Tony Keady frustrated at epidemic of soft frees

It’s not the malaise that shadows the Galway senior hurling team that exercises Tony Keady most. 

Tony Keady frustrated at epidemic of soft frees

It’s not the malaise that shadows the Galway senior hurling team that exercises Tony Keady most. He has his concerns, similar to those held by his old half-back comrade Pete Finnerty, about their current situation. Like, just how many supporters will bother making the trip to Croke Park tomorrow.
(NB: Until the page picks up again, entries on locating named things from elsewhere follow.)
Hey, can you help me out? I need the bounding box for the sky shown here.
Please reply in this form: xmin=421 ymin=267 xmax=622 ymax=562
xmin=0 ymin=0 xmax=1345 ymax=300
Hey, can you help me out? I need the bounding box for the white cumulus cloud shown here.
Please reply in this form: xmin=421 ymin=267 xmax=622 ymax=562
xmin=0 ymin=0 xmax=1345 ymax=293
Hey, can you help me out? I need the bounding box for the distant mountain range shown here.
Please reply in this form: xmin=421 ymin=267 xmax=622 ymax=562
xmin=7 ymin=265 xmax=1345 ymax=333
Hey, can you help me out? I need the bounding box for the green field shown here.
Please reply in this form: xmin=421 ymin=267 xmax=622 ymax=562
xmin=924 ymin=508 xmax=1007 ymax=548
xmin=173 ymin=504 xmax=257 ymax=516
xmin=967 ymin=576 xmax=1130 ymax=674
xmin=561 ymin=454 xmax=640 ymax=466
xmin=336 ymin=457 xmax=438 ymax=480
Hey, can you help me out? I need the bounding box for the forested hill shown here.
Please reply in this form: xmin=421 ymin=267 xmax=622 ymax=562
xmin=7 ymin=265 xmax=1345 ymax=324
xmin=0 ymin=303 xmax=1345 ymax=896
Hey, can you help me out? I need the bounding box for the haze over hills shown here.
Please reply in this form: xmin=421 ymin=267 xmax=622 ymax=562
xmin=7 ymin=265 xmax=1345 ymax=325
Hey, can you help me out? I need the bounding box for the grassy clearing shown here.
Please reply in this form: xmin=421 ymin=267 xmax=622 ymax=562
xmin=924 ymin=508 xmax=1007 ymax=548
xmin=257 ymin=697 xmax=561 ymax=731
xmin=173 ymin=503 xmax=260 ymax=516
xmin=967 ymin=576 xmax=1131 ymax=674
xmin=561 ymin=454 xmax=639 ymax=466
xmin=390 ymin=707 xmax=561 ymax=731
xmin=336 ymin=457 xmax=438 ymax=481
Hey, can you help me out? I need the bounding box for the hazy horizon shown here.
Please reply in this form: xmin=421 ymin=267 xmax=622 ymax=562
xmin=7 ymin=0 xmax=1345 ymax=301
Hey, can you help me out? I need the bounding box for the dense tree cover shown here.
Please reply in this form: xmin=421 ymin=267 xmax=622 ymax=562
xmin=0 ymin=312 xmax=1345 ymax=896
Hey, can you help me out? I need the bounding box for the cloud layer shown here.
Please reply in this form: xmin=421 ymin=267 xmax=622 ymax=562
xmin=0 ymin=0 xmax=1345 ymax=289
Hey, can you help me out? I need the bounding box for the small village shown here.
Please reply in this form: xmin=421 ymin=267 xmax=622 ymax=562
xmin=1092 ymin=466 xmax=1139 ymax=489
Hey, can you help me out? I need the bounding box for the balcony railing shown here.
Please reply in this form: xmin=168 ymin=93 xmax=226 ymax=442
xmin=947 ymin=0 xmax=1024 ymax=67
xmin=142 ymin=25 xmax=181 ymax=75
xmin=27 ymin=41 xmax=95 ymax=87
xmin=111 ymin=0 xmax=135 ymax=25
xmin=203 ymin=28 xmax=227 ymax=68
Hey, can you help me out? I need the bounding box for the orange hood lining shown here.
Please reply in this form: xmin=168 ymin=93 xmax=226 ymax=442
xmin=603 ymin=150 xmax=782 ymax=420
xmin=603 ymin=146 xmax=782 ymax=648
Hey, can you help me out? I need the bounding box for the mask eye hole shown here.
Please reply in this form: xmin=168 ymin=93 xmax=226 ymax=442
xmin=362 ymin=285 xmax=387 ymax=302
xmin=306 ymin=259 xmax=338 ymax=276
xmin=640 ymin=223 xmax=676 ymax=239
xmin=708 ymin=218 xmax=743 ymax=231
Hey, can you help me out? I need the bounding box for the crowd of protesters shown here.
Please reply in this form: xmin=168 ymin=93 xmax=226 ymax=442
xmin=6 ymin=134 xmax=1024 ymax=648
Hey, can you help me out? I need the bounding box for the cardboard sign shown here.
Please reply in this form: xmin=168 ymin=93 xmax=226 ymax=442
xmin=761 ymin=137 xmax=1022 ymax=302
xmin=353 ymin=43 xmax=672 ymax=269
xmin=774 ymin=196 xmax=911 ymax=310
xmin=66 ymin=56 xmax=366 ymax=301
But Keady is more concerned about how the manliness is slipping away from hurling. “If you look back to the Clare-Limerick game last weekend, poor (Seanie) Tobin. He did jostle with his man but his two hands were on the hurl. There was nothing malicious. I’m just asking lads when they do get a belt not to be lying down. I don’t think there’s any place for that in the GAA. It hurts me. The man you’re trying to get sent off has been doing four nights’ hard training a week, the same as yourself. Be a sportsman and get up!”
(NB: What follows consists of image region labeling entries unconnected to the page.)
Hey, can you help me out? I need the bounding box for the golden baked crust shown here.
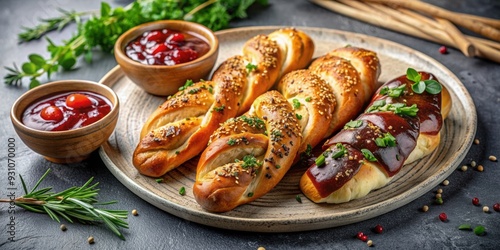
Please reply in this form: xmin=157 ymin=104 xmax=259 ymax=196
xmin=193 ymin=91 xmax=302 ymax=212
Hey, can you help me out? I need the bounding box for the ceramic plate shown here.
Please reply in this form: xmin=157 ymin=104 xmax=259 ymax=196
xmin=100 ymin=27 xmax=477 ymax=232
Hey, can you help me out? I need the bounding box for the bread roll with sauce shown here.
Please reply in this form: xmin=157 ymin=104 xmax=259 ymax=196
xmin=300 ymin=72 xmax=451 ymax=203
xmin=133 ymin=28 xmax=314 ymax=177
xmin=276 ymin=46 xmax=380 ymax=158
xmin=193 ymin=91 xmax=302 ymax=212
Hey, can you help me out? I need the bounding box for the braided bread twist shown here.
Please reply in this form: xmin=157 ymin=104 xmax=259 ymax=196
xmin=193 ymin=91 xmax=302 ymax=212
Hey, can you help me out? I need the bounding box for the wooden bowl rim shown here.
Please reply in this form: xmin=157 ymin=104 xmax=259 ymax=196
xmin=114 ymin=20 xmax=219 ymax=70
xmin=10 ymin=80 xmax=120 ymax=139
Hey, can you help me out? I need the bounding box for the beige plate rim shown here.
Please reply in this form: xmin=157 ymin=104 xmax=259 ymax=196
xmin=99 ymin=26 xmax=477 ymax=232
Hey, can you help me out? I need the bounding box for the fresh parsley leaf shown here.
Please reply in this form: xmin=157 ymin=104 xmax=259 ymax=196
xmin=245 ymin=63 xmax=257 ymax=73
xmin=375 ymin=132 xmax=396 ymax=148
xmin=344 ymin=120 xmax=363 ymax=129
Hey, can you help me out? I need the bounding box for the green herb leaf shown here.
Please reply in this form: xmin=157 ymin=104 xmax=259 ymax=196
xmin=344 ymin=120 xmax=363 ymax=129
xmin=375 ymin=132 xmax=396 ymax=148
xmin=411 ymin=81 xmax=425 ymax=94
xmin=245 ymin=63 xmax=257 ymax=73
xmin=361 ymin=148 xmax=377 ymax=161
xmin=4 ymin=0 xmax=268 ymax=88
xmin=292 ymin=98 xmax=300 ymax=109
xmin=406 ymin=68 xmax=421 ymax=83
xmin=21 ymin=62 xmax=37 ymax=75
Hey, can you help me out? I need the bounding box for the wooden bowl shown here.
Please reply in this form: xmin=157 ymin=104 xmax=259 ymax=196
xmin=114 ymin=20 xmax=219 ymax=96
xmin=10 ymin=80 xmax=119 ymax=163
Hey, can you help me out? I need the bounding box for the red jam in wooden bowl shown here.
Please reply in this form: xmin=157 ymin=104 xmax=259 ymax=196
xmin=125 ymin=29 xmax=210 ymax=66
xmin=22 ymin=91 xmax=112 ymax=131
It’s a consideration for Galway, with so many men over six foot and boasting athletic frames, that they may fall foul of a referee or two because of their size. It’s the least of their worries right now, though. Galway is a county that has long run out of excuses but grown tired of hearing them too. The league form this year augurs poorly and did nothing to back up Anthony Cunningham’s assertion after losing to Tipperary and Kilkenny in the space of a week last summer that they were on the right road.

The controversy that surrounded his reappointment last September didn’t help either. Galway needed a good spring and when it didn’t come, the knives were out. There are those in Galway hurling who claim the manager’s role may be untenable if they lose tomorrow.
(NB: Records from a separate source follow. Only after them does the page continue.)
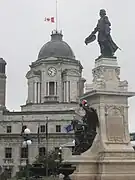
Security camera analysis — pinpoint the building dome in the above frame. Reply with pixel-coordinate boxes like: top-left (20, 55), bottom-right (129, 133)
top-left (38, 31), bottom-right (75, 60)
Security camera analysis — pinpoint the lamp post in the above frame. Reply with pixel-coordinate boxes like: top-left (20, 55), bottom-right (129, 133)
top-left (58, 147), bottom-right (62, 164)
top-left (23, 128), bottom-right (32, 180)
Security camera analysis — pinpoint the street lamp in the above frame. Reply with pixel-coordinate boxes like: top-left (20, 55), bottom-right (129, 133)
top-left (23, 128), bottom-right (32, 180)
top-left (58, 147), bottom-right (62, 164)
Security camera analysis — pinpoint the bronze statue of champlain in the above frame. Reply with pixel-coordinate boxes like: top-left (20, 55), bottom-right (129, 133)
top-left (85, 9), bottom-right (119, 57)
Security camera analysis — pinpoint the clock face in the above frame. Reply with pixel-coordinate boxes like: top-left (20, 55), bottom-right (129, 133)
top-left (48, 67), bottom-right (57, 77)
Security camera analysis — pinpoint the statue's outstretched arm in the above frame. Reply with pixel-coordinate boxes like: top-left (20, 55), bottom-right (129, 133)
top-left (104, 16), bottom-right (111, 26)
top-left (91, 25), bottom-right (98, 34)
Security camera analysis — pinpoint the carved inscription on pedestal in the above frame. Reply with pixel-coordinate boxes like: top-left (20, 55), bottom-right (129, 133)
top-left (106, 107), bottom-right (124, 143)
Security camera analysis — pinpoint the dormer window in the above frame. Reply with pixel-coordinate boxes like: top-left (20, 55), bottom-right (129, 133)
top-left (46, 81), bottom-right (57, 96)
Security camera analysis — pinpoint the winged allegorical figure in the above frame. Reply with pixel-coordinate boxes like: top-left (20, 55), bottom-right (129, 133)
top-left (85, 9), bottom-right (119, 57)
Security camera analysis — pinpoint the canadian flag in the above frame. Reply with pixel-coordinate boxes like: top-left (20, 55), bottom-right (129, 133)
top-left (44, 17), bottom-right (55, 23)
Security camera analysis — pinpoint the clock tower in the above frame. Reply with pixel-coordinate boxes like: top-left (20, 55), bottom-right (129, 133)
top-left (23, 31), bottom-right (85, 105)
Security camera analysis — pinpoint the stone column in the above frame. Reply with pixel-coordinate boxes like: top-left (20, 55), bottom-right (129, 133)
top-left (34, 82), bottom-right (37, 103)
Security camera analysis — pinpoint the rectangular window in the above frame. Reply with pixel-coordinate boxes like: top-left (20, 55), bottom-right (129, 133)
top-left (22, 125), bottom-right (27, 133)
top-left (46, 82), bottom-right (49, 96)
top-left (55, 147), bottom-right (59, 153)
top-left (4, 168), bottom-right (12, 179)
top-left (36, 82), bottom-right (39, 103)
top-left (40, 125), bottom-right (45, 132)
top-left (56, 125), bottom-right (61, 132)
top-left (63, 81), bottom-right (67, 102)
top-left (21, 147), bottom-right (28, 158)
top-left (55, 82), bottom-right (58, 95)
top-left (39, 147), bottom-right (45, 156)
top-left (49, 82), bottom-right (55, 96)
top-left (68, 81), bottom-right (70, 102)
top-left (5, 148), bottom-right (12, 158)
top-left (7, 126), bottom-right (12, 133)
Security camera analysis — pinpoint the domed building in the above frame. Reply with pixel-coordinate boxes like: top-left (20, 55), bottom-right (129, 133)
top-left (0, 31), bottom-right (85, 176)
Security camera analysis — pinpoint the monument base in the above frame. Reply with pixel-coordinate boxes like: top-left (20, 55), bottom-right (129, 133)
top-left (69, 58), bottom-right (135, 180)
top-left (72, 152), bottom-right (135, 180)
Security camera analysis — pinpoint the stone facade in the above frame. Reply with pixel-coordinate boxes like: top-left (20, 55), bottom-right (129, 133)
top-left (0, 32), bottom-right (85, 176)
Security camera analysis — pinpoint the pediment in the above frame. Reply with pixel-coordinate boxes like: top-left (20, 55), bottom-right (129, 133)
top-left (62, 69), bottom-right (81, 76)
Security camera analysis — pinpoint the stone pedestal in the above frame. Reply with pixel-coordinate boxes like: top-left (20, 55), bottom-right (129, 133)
top-left (69, 58), bottom-right (135, 180)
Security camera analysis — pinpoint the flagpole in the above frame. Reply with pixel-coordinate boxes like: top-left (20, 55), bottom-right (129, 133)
top-left (56, 0), bottom-right (58, 31)
top-left (46, 117), bottom-right (48, 177)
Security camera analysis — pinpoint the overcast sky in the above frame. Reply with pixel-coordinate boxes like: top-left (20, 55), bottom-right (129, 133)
top-left (0, 0), bottom-right (135, 131)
Finnerty doesn’t go that far but he recognises gloom when he sees it. “It’s infected the whole place. Supporters are disappointed there’s no structure to the team. We weren’t able to break down Waterford, we had no plan B. After four years, it’s disappointing.

“Nobody knows who’s going to be at centre-forward or full-forward. I presume Greg Lally will be centre-back. In any other top hurling country, you could more or less name the spine of the team. We’re four years chasing a spine and we’re still trying to find one. That’s where the power comes from and we haven’t been able to fill those position in four years. It’s staggering.”

Keady, a selector with the Galway U21s, accepts there is disenchantment among supporters. “What I wouldn’t like to see is 30,000 Dublin people in it and maybe a handful of Galway people. The way support has gone in Galway, not having won an All-Ireland for 27 years has had an effect.

“If you had Brian Cody over Galway at the moment and they weren’t winning matches the fans would be the same way. We’re not winning anything and it doesn’t matter what a manager does. Anthony Cunningham can only put 15 players out on the pitch on Sunday. If they lose people will be like ‘sure, didn’t we try to get rid of that man last year’. Win and he’s the best man around again. The starvation is there for 27 years and it’s a hurting point for a lot of Galway fans.”

Then there’s the age-old question of where to get the best out of Joe Canning. Keady’s former team-mate and ex-Galway manager Noel Lane earlier this month called for Cunningham to place him at full-forward. Keady, though, understands why he is needed elsewhere.

“Jonathan Glynn is the new kid on the block, he’s a good presence and great power. Most managers in Ireland would say they would never have Joe Canning around the middle of the field but at the edge of the square. But because of his striking ability and the way he delivers the ball to inside forwards with Jason Flynn and Cathal Mannion hurling well, Dean Higgins and Glynn, there is more of a role for him further out the field. For years going back, the edge of the square was the real position for him because he’d be rattling the net more often than not when the ball was sent in but times change.” Don’t Galway know it.